Then, at time T03-T04, the potential of the wiring WL [2] becomes the high level, the potential of the wiring WD [1] becomes _V PR _{-V W [2,1]} greater potential than the ground potential, of the wiring WDref potential becomes the V _PR greater potential than the ground potential. Note that the potential _{VW [2,1]} is a potential corresponding to the first data stored in the memory cell MC [2,1]. Accordingly, the transistor Tr11 included in the memory cell MC [2,1] and the memory cell MCref [2] is turned on, and the potential of the node NM [2,1] becomes V _PR −V _{W [2,1]} and the node NMref The potential of [2] becomes _VPR .

At this time, the current IMC _{[2,1], 0} flowing from the wiring BL [1] to the transistor Tr12 of the memory cell MC [2,1] can be expressed by the following equation.

The current I _{MCref [2], 0} flowing from the wiring BLref to the transistor Tr12 of the memory cell MCref [2] can be expressed by the following equation.

  Next, at a time T04 to T05, the potential of the wiring WL [2] is at a low level. Accordingly, the transistor Tr11 included in the memory cell MC [2,1] and the memory cell MCref [2] is turned off, and the potentials of the nodes NM [2,1] and NMref [2] are held.

  By the above operation, the first data is stored in the memory cells MC [1,1] and [2,1], and the reference data is stored in the memory cells MCref [1] and [2].

Here, currents flowing through the wiring BL [1] and the wiring BLref from time T04 to time T05 are considered. A current is supplied from the current source circuit CS to the wiring BLref.

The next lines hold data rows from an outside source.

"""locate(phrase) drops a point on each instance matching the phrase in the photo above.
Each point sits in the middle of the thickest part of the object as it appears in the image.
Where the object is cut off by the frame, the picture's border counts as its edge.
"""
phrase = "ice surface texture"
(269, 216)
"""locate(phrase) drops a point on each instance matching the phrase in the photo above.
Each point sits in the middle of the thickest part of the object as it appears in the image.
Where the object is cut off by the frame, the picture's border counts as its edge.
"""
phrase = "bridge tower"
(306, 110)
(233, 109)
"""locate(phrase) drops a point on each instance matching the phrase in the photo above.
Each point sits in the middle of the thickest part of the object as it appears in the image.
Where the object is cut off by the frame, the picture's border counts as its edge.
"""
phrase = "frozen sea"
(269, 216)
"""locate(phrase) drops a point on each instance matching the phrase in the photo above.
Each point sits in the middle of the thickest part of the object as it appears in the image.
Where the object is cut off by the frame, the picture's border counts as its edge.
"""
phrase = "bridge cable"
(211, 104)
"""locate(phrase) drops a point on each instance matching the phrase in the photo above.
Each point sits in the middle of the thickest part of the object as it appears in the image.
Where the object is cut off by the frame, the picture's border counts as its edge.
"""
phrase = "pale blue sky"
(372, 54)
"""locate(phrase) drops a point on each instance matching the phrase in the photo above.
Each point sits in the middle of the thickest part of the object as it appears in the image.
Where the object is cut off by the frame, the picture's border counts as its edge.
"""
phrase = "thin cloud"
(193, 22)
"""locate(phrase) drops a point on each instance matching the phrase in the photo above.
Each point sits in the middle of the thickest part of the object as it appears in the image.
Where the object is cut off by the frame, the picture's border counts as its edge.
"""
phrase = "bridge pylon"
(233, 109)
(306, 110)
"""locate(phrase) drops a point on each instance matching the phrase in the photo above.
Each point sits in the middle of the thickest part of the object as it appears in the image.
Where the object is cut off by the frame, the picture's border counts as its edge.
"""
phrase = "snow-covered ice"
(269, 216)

The current flowing through the wiring BLref is discharged to the current mirror circuit CM and the memory cells MCref [1] and [2]. If the current supplied from the current source circuit CS to the wiring BLref is I _Cref , and the current discharged from the wiring BLref to the current mirror circuit CM is I _{CM, 0} , the following equation is established.

The current from the current source circuit CS is supplied to the wiring BL [1]. The current flowing through the wiring BL [1] is discharged to the current mirror circuit CM and the memory cells MC [1,1], [2,1]. Further, current flows from the wiring BL [1] to the offset circuit OFST. If the current supplied from the current source circuit CS to the wiring BL [1] is I _{C, 0} , and the current flowing from the wiring BL [1] to the offset circuit OFST is Iα _{, 0} , the following equation is established.

[Multiply-sum operation of first data and second data]
Next, at a time T05 to T06, the potential of the wiring RW [1] becomes V _{X [1]} higher than the reference potential. At this time, the potential VX _[1] is supplied to the capacitor C11 of each of the memory cell MC [1,1] and the memory cell MCref [1], and the potential of the gate of the transistor Tr12 increases due to capacitive coupling. Note that the potential Vx _[1] is a potential corresponding to the second data supplied to the memory cell MC [1,1] and the memory cell MCref [1].

The amount of change in the potential of the gate of the transistor Tr12 is a value obtained by multiplying the amount of change in the potential of the wiring RW by a capacitance coupling coefficient determined by the configuration of the memory cell. The capacitance coupling coefficient is calculated based on the capacitance of the capacitor C11, the gate capacitance of the transistor Tr12, the parasitic capacitance, and the like. Hereinafter, for the sake of convenience, the description will be given on the assumption that the amount of change in the potential of the wiring RW and the amount of change in the potential of the gate of the transistor Tr12 are the same, that is, the capacitance coupling coefficient is 1. In fact, it may be determined potential V _x in consideration of the capacitive coupling coefficients.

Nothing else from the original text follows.